Better still, if we look at the results of the regression and the more direct T-test, we find that they both spit out a very similar answer in terms of how much playing time pitchers lose by throwing a lot of breaking balls at such a young age. Breaking ball pitchers throw 20% fewer innings than non-breaking ball pitchers after the “injury nexus,” according to both tests. That’s equivalent to the difference between a healthy season, and missing five weeks on the disabled list!
It seems pretty clear that breaking balls hurt pitchers’ arms, but there are some caveats:
- Seventy-five pitchers is not a huge sample. I had to balance my desire for a sample of pitchers who threw a meaningful number of innings before crossing the “injury nexus,” and my desire for a larger sample size. If we could somehow include minor league statistics in this study, it would expand greatly, and perhaps offer more accurate answers.
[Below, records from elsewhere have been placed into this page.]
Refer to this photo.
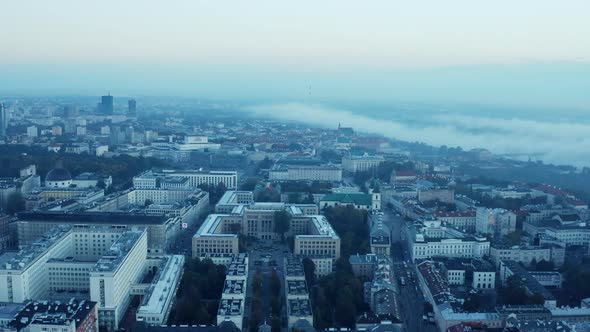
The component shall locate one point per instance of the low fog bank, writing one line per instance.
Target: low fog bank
(553, 142)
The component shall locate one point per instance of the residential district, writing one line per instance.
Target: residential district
(123, 216)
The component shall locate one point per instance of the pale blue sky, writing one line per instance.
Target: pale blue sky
(271, 48)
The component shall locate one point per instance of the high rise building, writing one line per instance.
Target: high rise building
(3, 120)
(132, 107)
(71, 111)
(106, 105)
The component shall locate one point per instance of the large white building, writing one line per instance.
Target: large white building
(121, 266)
(434, 240)
(149, 180)
(361, 163)
(570, 235)
(495, 222)
(219, 232)
(280, 172)
(156, 304)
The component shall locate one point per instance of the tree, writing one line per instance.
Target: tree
(513, 238)
(101, 184)
(294, 198)
(275, 284)
(544, 265)
(15, 203)
(249, 184)
(275, 305)
(309, 199)
(275, 324)
(472, 303)
(282, 223)
(537, 298)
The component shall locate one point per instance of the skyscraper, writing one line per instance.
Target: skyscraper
(3, 120)
(106, 105)
(132, 107)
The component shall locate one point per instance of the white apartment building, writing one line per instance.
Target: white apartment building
(460, 220)
(156, 305)
(231, 310)
(495, 222)
(219, 232)
(159, 196)
(322, 240)
(362, 163)
(149, 180)
(331, 173)
(115, 273)
(434, 240)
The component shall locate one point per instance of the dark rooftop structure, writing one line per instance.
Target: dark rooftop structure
(55, 313)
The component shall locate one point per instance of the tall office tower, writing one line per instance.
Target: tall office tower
(106, 105)
(132, 107)
(3, 120)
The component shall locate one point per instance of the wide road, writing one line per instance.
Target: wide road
(411, 298)
(259, 252)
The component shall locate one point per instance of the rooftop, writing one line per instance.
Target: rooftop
(299, 307)
(230, 307)
(55, 313)
(112, 258)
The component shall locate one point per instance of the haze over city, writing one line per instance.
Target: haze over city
(306, 166)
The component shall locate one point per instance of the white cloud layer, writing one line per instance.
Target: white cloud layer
(553, 142)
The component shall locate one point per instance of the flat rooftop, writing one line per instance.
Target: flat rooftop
(112, 258)
(299, 307)
(230, 307)
(296, 287)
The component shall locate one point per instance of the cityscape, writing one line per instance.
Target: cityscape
(334, 167)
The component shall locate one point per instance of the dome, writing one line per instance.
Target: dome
(58, 174)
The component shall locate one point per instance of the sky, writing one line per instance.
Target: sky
(306, 33)
(492, 72)
(526, 52)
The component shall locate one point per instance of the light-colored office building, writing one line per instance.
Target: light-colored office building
(463, 220)
(433, 240)
(281, 172)
(115, 273)
(495, 222)
(157, 303)
(528, 254)
(362, 163)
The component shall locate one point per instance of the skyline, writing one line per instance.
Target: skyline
(387, 34)
(451, 52)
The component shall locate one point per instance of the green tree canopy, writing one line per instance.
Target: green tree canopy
(282, 222)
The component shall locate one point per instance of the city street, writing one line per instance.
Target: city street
(411, 298)
(265, 261)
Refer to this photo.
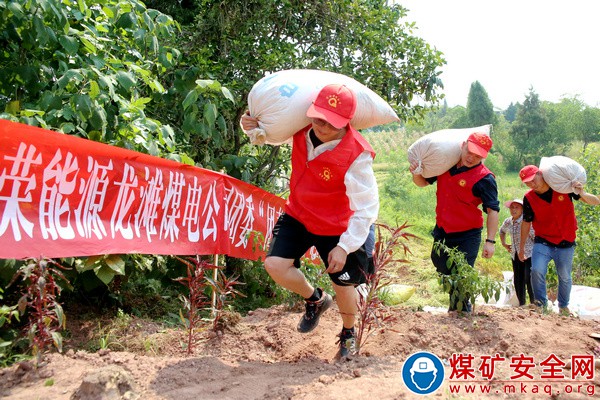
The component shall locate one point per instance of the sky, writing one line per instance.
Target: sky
(510, 46)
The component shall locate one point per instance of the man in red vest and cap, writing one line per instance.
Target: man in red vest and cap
(459, 220)
(553, 217)
(332, 203)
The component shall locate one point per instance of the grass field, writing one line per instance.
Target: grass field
(402, 201)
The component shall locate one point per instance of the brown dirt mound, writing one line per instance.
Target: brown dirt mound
(264, 357)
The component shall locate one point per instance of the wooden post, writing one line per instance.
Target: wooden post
(214, 293)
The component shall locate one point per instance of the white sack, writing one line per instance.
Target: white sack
(561, 173)
(438, 151)
(280, 102)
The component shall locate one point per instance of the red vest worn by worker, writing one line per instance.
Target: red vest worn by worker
(553, 221)
(317, 191)
(457, 209)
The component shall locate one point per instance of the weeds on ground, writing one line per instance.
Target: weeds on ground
(7, 313)
(45, 315)
(465, 282)
(199, 284)
(373, 315)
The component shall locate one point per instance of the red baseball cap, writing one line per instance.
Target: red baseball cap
(335, 104)
(479, 143)
(528, 172)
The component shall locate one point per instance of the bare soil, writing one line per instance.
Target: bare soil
(263, 357)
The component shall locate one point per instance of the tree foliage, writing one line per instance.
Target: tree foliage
(480, 110)
(587, 253)
(528, 131)
(239, 42)
(94, 70)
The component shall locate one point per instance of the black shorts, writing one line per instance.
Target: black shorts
(291, 240)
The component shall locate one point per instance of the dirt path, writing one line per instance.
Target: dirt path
(263, 357)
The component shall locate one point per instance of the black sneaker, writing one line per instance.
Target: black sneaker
(314, 309)
(347, 341)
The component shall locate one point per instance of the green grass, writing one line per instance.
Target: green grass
(401, 200)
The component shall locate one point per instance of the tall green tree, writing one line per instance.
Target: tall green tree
(94, 69)
(480, 110)
(528, 132)
(590, 126)
(510, 114)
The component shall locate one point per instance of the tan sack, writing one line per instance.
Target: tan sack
(438, 151)
(561, 173)
(280, 102)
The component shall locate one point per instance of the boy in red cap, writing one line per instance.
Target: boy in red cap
(332, 203)
(552, 215)
(459, 220)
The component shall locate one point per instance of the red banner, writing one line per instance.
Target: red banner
(63, 196)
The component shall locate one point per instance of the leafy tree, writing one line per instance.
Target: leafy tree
(590, 126)
(510, 114)
(240, 42)
(94, 70)
(480, 110)
(528, 132)
(564, 121)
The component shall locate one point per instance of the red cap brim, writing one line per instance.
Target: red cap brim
(331, 117)
(476, 149)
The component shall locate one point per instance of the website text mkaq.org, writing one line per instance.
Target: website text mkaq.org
(513, 387)
(550, 376)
- By choosing pitchers who threw a lot of pitches in the major leagues before turning 23, I may have introduced a bias into the study, since we’re looking at a very good group of pitchers overall. What effect that bias might have had, I don’t know, but it’s just something to keep in mind.
- Given the size of the sample, and given that you could slice it and dice it a number of ways, these results should not be taken as gospel. They are at best a theory, a starting off point that can and should be examined more thoroughly.
But caveats aside, I think we may well have found the statistical effect of breaking balls on pitchers’ arms, and the effect is great. It seems that believing in the destructive effect of breaking balls is not quite so crazy as believing that the world is flat.